Troubleshooting FDR Ingest
Duplicate Messages in the SQS Queue
If the same message appears in the SQS queue more than once, make sure your consumer script reads, processes, and explicitly deletes the SQS message within the visibility timeout period (typically two hours). If, within the timeout period, the SQS message is not downloaded or doesn't process it, the message returns to the queue to be consumed again.
If the consumer script used is based on the sample that CrowdStrike
provides,
data_replicator_sample_consumer.py,
be sure the msg.delete() call is
not commented out. Also be sure in the
data_replicator_config.py
configuration file for the sample script that the
VISIBILITY_TIMEOUT value is enough
time for your consumer to process any downloaded files and delete the
SQS message.
Duplicate messages might start to appear as the result of an increase in the volume of events. The extra events produce more files per SQS message, which in turn increases the processing time of the data in a SQS message.
FDR Ingest Lag
If you notice a large lag (i.e., more than two hours) between FDR event creation and ingest time in LogScale, you may need to check and adjust the fileDownloadParallelism setting. You can do this using the GraphQL API, which can be accessed from the LogScale UI with the API Explorer.
The query here uses the repository field to check the value of fileDownloadParallelism:
query {
repository(name: "reponame") {
fdrFeedControl(id: "fdrFeedId")
{ id, maxNodes, fileDownloadParallelism }
}
}A null result means that fileDownloadParallelism is set to 1, which is the default. To set it to some other value, run the following GraphQL mutation:
mutation {
updateFdrFeedControl(
input: {
repositoryName: "reponame",
id: "fdrFeedId",
fileDownloadParallelism: { value: 8 }
}
)
{ id, fileDownloadParallelism, maxNodes}
}The mutation above sets fileDownloadParallelism to 8. This means LogScale will use at most eight threads to download files. It will most likely use all eight threads during working hours as those messages contained many files. However, setting the value too high may affect other ingests, queries, and so on. Should this happen, try setting it to a lower value and then monitor the number of messages in the queue.
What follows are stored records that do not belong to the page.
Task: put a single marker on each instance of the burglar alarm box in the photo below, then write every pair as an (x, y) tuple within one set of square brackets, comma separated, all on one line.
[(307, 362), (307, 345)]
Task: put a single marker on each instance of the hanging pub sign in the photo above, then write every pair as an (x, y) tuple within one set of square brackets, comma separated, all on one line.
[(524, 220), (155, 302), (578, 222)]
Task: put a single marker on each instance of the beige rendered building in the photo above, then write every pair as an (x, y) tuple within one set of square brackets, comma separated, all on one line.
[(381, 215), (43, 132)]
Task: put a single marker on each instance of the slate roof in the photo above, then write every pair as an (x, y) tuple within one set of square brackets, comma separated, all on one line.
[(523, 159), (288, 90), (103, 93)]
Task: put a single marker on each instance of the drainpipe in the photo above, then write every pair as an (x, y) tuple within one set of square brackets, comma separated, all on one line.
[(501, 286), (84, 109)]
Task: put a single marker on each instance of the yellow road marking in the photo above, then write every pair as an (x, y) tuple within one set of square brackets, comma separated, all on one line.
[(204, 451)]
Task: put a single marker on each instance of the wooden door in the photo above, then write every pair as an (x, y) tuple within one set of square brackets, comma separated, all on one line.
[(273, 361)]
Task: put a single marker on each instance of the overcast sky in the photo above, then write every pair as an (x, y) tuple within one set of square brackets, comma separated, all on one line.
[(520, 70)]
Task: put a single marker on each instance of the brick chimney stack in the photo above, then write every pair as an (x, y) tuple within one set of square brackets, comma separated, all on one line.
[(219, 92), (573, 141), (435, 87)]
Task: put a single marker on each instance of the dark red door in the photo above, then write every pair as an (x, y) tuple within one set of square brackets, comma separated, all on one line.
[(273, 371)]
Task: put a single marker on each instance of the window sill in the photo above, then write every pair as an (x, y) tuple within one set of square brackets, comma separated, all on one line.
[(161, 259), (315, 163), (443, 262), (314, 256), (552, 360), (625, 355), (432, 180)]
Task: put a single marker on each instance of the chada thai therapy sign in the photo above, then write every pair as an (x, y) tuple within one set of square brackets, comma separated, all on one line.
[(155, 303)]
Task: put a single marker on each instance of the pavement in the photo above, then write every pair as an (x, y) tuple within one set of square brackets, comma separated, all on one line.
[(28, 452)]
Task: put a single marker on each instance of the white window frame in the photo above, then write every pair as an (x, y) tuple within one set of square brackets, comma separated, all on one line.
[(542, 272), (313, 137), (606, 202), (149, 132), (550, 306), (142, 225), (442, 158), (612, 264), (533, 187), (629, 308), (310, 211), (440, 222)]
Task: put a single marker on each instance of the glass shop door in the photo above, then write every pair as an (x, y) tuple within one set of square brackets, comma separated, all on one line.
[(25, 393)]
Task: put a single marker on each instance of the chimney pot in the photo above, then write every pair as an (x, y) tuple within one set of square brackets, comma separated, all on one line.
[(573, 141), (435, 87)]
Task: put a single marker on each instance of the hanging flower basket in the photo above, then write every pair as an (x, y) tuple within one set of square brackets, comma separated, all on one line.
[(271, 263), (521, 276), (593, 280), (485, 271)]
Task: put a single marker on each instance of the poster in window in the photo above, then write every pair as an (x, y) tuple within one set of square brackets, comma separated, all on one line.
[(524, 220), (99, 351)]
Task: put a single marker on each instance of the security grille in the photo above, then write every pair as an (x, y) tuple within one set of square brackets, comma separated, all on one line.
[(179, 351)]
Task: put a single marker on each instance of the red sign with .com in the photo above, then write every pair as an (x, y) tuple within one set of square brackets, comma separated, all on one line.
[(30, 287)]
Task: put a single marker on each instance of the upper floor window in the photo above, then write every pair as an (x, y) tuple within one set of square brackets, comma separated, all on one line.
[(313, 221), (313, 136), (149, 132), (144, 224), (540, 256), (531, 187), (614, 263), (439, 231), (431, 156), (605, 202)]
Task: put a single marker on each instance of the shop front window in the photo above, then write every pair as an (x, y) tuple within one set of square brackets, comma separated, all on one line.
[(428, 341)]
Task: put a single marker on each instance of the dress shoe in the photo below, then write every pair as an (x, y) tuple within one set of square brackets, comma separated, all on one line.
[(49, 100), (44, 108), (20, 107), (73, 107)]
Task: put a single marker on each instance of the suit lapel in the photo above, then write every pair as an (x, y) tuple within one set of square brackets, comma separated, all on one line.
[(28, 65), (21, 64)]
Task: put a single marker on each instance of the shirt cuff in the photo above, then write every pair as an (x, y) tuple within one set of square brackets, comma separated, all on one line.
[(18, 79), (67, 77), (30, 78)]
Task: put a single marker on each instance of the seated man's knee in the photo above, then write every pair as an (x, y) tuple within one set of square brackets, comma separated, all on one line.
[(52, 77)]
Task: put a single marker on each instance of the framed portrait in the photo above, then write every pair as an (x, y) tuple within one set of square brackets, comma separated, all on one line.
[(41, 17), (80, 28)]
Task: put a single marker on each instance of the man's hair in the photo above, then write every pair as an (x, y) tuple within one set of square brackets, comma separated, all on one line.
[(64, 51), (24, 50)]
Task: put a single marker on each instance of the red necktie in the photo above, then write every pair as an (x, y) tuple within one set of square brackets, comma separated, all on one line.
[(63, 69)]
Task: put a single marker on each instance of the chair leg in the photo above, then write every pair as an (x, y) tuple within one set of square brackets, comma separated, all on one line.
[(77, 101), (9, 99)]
If maxNodes is 2 and fileDownloadParallelism is 2, then the total amount of files across the entire cluster downloaded in parallel is four (i.e., 2 * 2). The maxNodes impacts the amount of SQS messages that are processed in parallel; a message can contain multiple files. What values are most suitable depends on the structure of the SQS messages. The number of files per SQS message can determine what fileDownloadParallelism should be.